In this work we first demonstrated that "goal crossing” task follows a logarithmic model. A thought experiment of placing infinite numbers of goals along a movement trajectory led us to hypothesize that there was a simple linear relationship between movement time and the ``tunnel'' width in steering tasks. We then confirmed such a "steering law" with three types of ``tunnels'': rectangle, cone, and spiral, all produced greater than 0.96 fitness. We then generalized the steering law in both integral and local forms. The integral form states that the steering time is linearly related to the index of difficulty, which is defined as the integral of the inverse of the width along the path; the local form states that the speed of movement is linearly related to the normal constraint. The following list of publications covers various aspects of our work on the “Law of Steering”. See the overview section of the fourth paper listed here for a review of early pre-cursors, including the work of Rashevsky (1959) and Drury (1971).
The extension and application of the steering law to input device studies was published in a CHI'99 paper.
The scale effect of the steering action was published in a CHI'2001 paper.
For a more recent survey on “laws of action” and the law of steering in locomotion, see Zhai, S., Accot, J., & Woltjer, R. (2004). Human Action Laws in Electronic Virtual Worlds - an empirical study pf path steering performance in VR, Presence.13(2).
“Law of Pointing”
Being the first law of action, namely Fitts’ law in its original form, many basic questions surprisingly remain subjects of investigation. For example, Fitts’ law only models the relationship between the pointing time the movement amplitude constraint (i.e. target width). In practice targets are usually two dimensional, hence imposing precision constraints on the pointing movement amplitude as well as movement direction. The following paper reviews the previous on this subject and proposes a new model for 2D target pointing.

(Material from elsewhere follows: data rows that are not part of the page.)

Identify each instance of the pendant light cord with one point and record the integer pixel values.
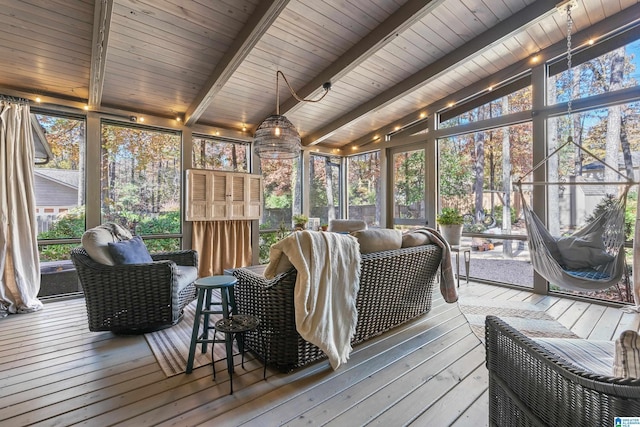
(325, 86)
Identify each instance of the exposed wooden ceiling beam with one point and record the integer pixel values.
(524, 18)
(407, 15)
(265, 14)
(101, 24)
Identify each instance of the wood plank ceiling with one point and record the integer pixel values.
(214, 62)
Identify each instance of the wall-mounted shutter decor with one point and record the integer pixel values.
(214, 195)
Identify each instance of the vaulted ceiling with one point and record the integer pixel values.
(214, 62)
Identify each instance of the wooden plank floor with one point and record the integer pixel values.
(431, 371)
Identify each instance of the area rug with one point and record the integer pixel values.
(170, 346)
(529, 319)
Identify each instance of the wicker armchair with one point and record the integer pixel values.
(135, 298)
(530, 386)
(395, 287)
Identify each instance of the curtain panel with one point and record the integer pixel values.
(221, 245)
(19, 257)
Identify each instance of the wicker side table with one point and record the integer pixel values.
(234, 327)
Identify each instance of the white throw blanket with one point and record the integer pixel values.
(327, 283)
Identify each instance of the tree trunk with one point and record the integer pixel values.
(479, 167)
(553, 212)
(331, 210)
(507, 250)
(614, 119)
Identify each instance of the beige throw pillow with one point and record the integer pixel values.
(415, 238)
(378, 239)
(626, 360)
(346, 225)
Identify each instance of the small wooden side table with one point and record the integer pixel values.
(466, 252)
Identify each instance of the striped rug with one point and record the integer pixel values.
(528, 318)
(171, 345)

Accot, J., Zhai, S., Refining Fitts' law models for bivariate pointing, in Proceedings of CHI 2003, ACM Conference on Human Factors in Computing Systems, Fort Lauderdale, Florida, April 5-10, 2003. pp 193-200.
Fitts’ law is frequently used as tool to characterize or measure the performance of input devices. If one compares device A (e.g. a Mouse) with device B (e.g. a Trackball) by measuring the average time needed to point at targets, the results of the average time will depend on the settings of the test (target size, distance etc). Fitts’ law can covert such measures to Fitts’ law parameters a and b as in T = a + b log2 (D/W + 1). Id = log2 (D/W + 1) is called index of difficulty, charactering how “difficult” the target of size W at distance D is to reach. If done properly, a and b will characterize the quality of the input devices beyond the conditions (W’s and D’s) used in the test. Many researchers in the field have further merged the quantity a and b into one metric (throughput). This is illogical, for the simple reason that a and b, which represents a line on the (T, Id) space can’t be reduced to one constant without limiting to a particular point or range of Id. If we do limit to a particular range, we defeat the generalization purpose of using Fitts’ law. In my view the Fitts’ law parameters a and b should be kept separate, representing the non-information (independent of Id in bits) and information (how much time increase per bit of Id) aspect of input respectively. Although the reasoning here sounds obvious, it takes me the following paper to explain this to my colleagues in the field, and some are still not convinced (see Soukoreff and MacKenzie’s article published in the same journal special issue)
Zhai, S. Characterizing computer input with Fitts’ law parameters ― The information and non-information aspects of pointing. International Journal of Human-Computer Studies, 61(6), 791-809. December 2004.